Ir a mear y verla allí, tiritando en la porcelana, era mucho peor.

¿Y qué haces? Pues lo tópico, entrar y salir, dar una vuelta. Sentarme en un parque a ver cómo las horas se joden unas a otras mientras recapacito un poco y me evado un rato. Quedar con alguien, tomar café en una mesa de salón. ¿En la mesa del salón? Sí, una mesa con sillas, un lugar centrado en el que dar vueltas con la cucharilla y acomodarse en lo cotidiano, aferrarse a algo. Aferrarse a algo. Algo sencillo, ¿sabes?, algo simple. Algo que no requiera mucho esfuerzo y a la vez lo sea todo, lo componga todo, lo dignifique todo. Hablar del trabajo, de la última enfermedad tonta y simplona, del último par de zapatos que me he comprado o que alguien se ha comprado. Eso también es la vida, deberías saberlo. Eso también es parte de todo esto.

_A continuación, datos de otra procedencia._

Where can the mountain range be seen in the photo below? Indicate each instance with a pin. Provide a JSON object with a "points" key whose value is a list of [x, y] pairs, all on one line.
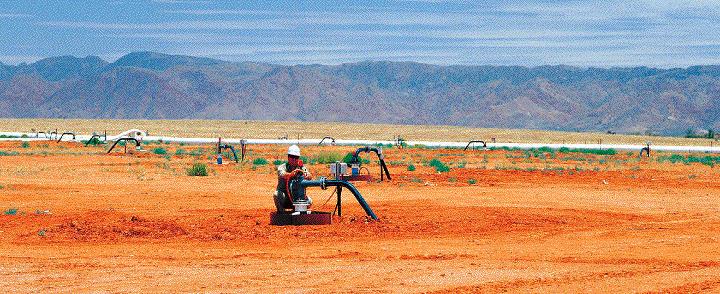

¿Y ella? Ella estaría allí, encendiéndose una y otra vez el mismo cigarro. Conjurando demonios que sólo están en su cabeza pero amenazan con salir y devorarlo todo. Su padre la quemaba los brazos, ¿lo sabes? Por supuesto que lo sé, no puedo dejar de saberlo, pero eso fue hace mucho tiempo, me temo. Hace un huevo de tiempo. Ahora ya no está su padre, y no hay más cigarros que los que ella fuma conjurándole. Su padre está muerto, pero es ella la que sigue reviviéndole cada segundo, fumando o en la bañera. Su padre sigue existiendo gracias a ella. Eso me deja un poco tocado. Eso y que sus demonios tengan intenciones tan expansionistas. Eso y que parezca tan endeble, tiritando en la bañera, tan endeble y tan hermosa a la vez, tiritando y preciosa.

A veces me pregunto si es preciosa fuera de esa imagen. Lejos de ese cuadro. Fuera de esa escena.

O si sólo me parece preciosa allí.

Pero eso no importa demasiado
. No, realmente no importa nada.

Un rato después vuelvo a casa y me pregunta ¿dónde has estado?, dando una vuelta, le digo, comprándote mecheros, un par de ellos se te estaban terminando. Te los dejo aquí mismo. ¿En la mesa del salón? Sí, al lado del cenicero. Hace una noche preciosa. ¿Y ella? Sabes que ella ya no está. Que hace tiempo que la evaporé, que terminé con todo. Su padre la quemaba los brazos, ¿lo sabes? Por supuesto que lo sé. Mi padre murió mucho antes de poder darle un abrazo sincero, mucho antes de decirle «te quiero», mucho antes de pegarle una hostia en la boca jugando a los tipos duros mientras encajo su puño en el estómago. Los padres hacen eso todo el tiempo, no pueden evitarlo. Eso por sí sólo no puede significar amor eterno. No debe. No puede.


Pero eso no importa demasiado
.

No, realmente no importa en absoluto.